Spring has sprung and it seems like summer is here. The first half of the Spring Turkey season is winding down and I am gearing up for the late season. I still have a week before my season starts so I needed to find a way to burn off some energy. Yoop suggested Monkey and I go fishing a little bit at the fishing hole. It sounded like a good idea and he seemed to think so also. Game on.
Monkey and I gathered our fishing stuff, stole the tub of chicken worms and set off to the fishing hole. Surprisingly the heep started right up... guess we weren't the only ones rearing to get out of the house. We made it to the fishing hole in a few minutes, Monkey hoped out of the Heep and ran to the lake. He was about to take a step into the water when I reminded him its not summer and we shouldn't just jump in.
After a few minutes of convincing him that letting him get in the water would get me in hot water with Yoop, he finally gave up and wanted to go fishing. He picked out a nice plump earthworm out of the chicken worm tub. Crazy Yoop has been collecting worms out of the leaf piles behind the house. In her mind the effort is two fold; it will make it easier to find worms to feed the chickens and cheaper than buying worms when Monkey and I go fishing. Gotta love that girl!
I worked Monkeys chosen worm onto his hook, and asked if he wanted to cast it out or if he wanted me too. This is a valid question as he is still working on his casting technique and this was the first time out for the season. He confidently state “I can do it” yanked the pole out of my hand and walked to the water.
When its safe to do so, I like letting people work on there own at learning and perfecting of a skill. So I stepped back and let Monkey do his thing trying to cast the worm out into the lake. At first I expected him to just cast it out half way across the lake using perfect form... he is part Yooper ya know.
As I readied my pole, I watched the young Nimrod out the corner of my eye and he ended up getting my full attention. He readied his rod, took a good stance, wound his body up and spun around in perfect discus form. The worm, hook and bobber ended up on the shore about 20 feet away from us. Not to be deterred he reeled in his line and readied for another attempt.

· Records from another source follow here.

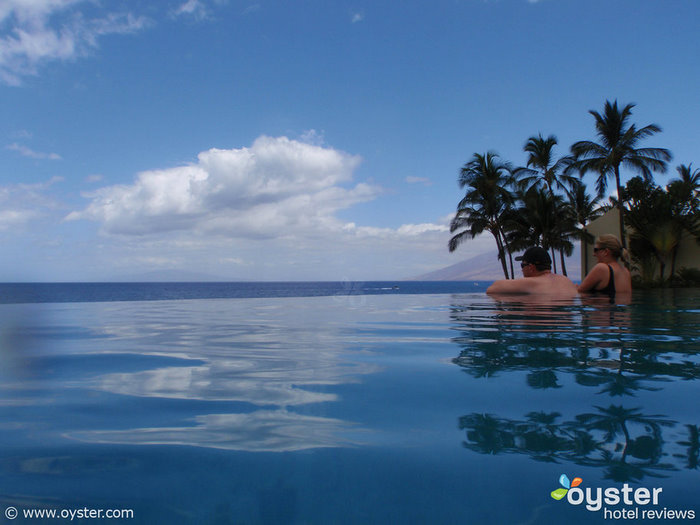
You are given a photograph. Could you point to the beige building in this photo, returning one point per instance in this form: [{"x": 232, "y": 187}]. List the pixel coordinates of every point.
[{"x": 688, "y": 253}]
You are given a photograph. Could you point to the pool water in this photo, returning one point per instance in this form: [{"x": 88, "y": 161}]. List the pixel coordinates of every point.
[{"x": 444, "y": 408}]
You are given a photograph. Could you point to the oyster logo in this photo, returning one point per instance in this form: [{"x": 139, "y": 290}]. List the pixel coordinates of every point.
[{"x": 566, "y": 484}]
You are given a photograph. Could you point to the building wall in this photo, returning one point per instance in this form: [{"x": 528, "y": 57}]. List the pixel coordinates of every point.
[{"x": 688, "y": 252}]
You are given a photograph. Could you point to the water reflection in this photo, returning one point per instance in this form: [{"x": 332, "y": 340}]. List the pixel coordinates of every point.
[
  {"x": 233, "y": 373},
  {"x": 614, "y": 350}
]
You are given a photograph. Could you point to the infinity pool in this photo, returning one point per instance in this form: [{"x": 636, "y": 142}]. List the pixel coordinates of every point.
[{"x": 352, "y": 409}]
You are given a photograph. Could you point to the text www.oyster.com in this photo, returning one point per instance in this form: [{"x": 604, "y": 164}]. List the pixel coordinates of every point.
[{"x": 12, "y": 513}]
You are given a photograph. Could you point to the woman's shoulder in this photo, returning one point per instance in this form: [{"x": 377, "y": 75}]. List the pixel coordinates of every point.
[{"x": 600, "y": 267}]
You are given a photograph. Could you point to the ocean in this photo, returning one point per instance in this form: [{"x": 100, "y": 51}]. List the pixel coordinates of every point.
[{"x": 347, "y": 403}]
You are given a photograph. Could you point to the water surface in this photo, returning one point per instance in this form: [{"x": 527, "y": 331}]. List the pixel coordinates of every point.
[{"x": 347, "y": 408}]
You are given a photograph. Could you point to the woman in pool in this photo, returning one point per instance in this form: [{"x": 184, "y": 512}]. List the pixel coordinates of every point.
[{"x": 608, "y": 277}]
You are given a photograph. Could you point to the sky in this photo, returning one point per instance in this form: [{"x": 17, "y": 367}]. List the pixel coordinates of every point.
[{"x": 302, "y": 140}]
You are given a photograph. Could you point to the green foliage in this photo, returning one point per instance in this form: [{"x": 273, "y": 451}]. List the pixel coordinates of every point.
[{"x": 544, "y": 204}]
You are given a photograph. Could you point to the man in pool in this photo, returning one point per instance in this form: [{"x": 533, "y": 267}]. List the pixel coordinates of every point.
[{"x": 537, "y": 277}]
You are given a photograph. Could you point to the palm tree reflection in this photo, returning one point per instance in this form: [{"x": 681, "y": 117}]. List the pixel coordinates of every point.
[{"x": 613, "y": 349}]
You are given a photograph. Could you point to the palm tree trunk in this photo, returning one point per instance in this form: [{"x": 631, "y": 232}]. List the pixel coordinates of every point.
[
  {"x": 563, "y": 264},
  {"x": 620, "y": 208},
  {"x": 501, "y": 252},
  {"x": 510, "y": 255}
]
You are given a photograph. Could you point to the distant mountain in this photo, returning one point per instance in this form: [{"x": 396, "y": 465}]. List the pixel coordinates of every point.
[
  {"x": 168, "y": 276},
  {"x": 487, "y": 267},
  {"x": 484, "y": 267}
]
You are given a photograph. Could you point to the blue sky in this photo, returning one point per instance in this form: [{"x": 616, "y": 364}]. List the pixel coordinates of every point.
[{"x": 313, "y": 140}]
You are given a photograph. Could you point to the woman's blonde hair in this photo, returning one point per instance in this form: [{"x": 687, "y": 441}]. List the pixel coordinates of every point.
[{"x": 612, "y": 243}]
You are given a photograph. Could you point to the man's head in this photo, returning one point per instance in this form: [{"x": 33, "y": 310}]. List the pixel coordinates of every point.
[{"x": 537, "y": 257}]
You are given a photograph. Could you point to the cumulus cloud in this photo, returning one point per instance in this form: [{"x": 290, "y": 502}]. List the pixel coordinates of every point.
[
  {"x": 418, "y": 180},
  {"x": 40, "y": 31},
  {"x": 193, "y": 8},
  {"x": 276, "y": 187},
  {"x": 23, "y": 203}
]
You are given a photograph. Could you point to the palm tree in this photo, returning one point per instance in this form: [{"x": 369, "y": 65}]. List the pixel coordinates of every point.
[
  {"x": 486, "y": 203},
  {"x": 583, "y": 209},
  {"x": 541, "y": 167},
  {"x": 688, "y": 187},
  {"x": 618, "y": 147}
]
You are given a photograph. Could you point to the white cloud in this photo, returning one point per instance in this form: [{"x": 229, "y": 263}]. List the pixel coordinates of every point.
[
  {"x": 268, "y": 211},
  {"x": 418, "y": 180},
  {"x": 357, "y": 17},
  {"x": 23, "y": 203},
  {"x": 37, "y": 31},
  {"x": 277, "y": 187},
  {"x": 193, "y": 8}
]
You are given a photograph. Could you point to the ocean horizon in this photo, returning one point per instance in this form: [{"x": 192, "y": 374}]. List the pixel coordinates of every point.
[
  {"x": 355, "y": 403},
  {"x": 60, "y": 292}
]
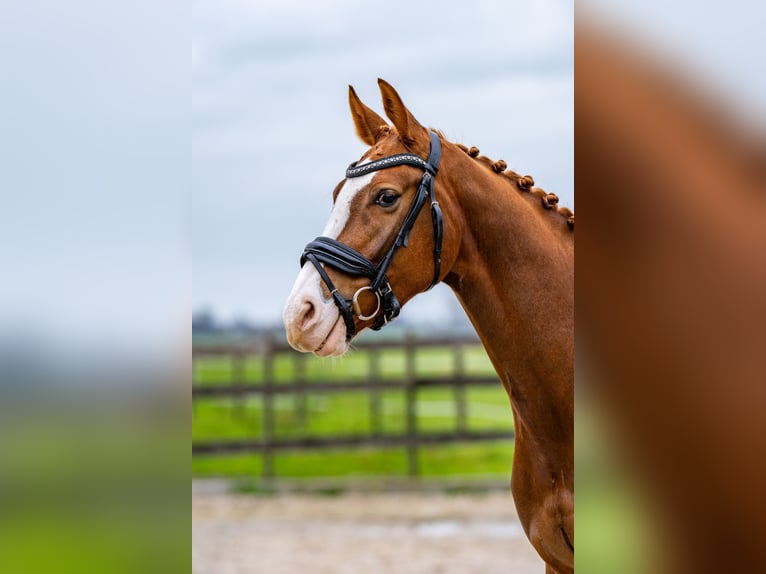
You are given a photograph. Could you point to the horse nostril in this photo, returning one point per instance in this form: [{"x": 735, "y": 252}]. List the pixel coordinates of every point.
[{"x": 307, "y": 314}]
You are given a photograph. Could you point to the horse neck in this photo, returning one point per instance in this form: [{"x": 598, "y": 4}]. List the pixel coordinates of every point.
[{"x": 514, "y": 276}]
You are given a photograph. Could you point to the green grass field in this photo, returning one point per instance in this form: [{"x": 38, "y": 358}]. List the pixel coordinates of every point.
[{"x": 344, "y": 413}]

He again readied his pole, took a good stance, wound his body up and spun around in perfect discus form. This time went a wee bit different than the first. I was looking out into the lake expecting him to place it perfectly along the break where the fish were hanging out on this rather cool windy spring evening. While starring intently at the setting sun, I felt a tap on the back of my shirt. I swatted at it never taking my eyes off suns blinding effects on the lake.
After a few seconds of not seeing the worm, hook and bobber land in the lake, I turned to Monkey and wondered what had happen. His approach and spin seemed to be prefect the second time around. When my eye caught him I realized something was amiss. He had the looked of terror in his eyes.
“Did you hook yourself?” I asked,
“No daddy... I got you!!!”
Instantly, after a few seconds to think what happened, I realized the bump on my back was the chicken worm and hook smacking me after another mis-cast by Monkey.
“Dude.. don't move” I told him.
Turning with his rod while reeling in for another attempt he replies “What?”
“STOP!!!” I squealed, hoping he would comply instantly.
“Daddy, what do you want?” he asked, still turning and reeling.
“Monkey... just stop everything NOW, before you hook Dad instead of a fish.”
Thinking I finally got his attention I start to carefully move to take the hook out of my shirt. Not one to do thing behind anyone's back, including my own, I quickly realized I was not going to be able to remove the hook while working blindly behind my back.
As I started to take my shirt off, Monkey stated “Dad you can't do that... no one wants to see it.”
“What?” I responded.
“Daddy leave your shirt on, no one wants your shirt off.”
“Its OK, buddy, I have to take it off to get your hook our of my back, or else you won't be able to fish anymore,” I answered, in an attempt to explain the severity of the situation. It didn't seem to help but he put his rod down and walked off to find something to play with near the water.
After I removed the monstrous hook I breathed a sigh of relief. A hair closer and that size 16 hook could have pierced my kidney. But Ole Nimrod is a machine.
We continued fishing until just before dark. Monkey got back in the groove from last year and was making some nice casts. Just before we left I told Monkey the fish must not be hungry tonight.
He replied “No dad, the fish must be sleeping already.”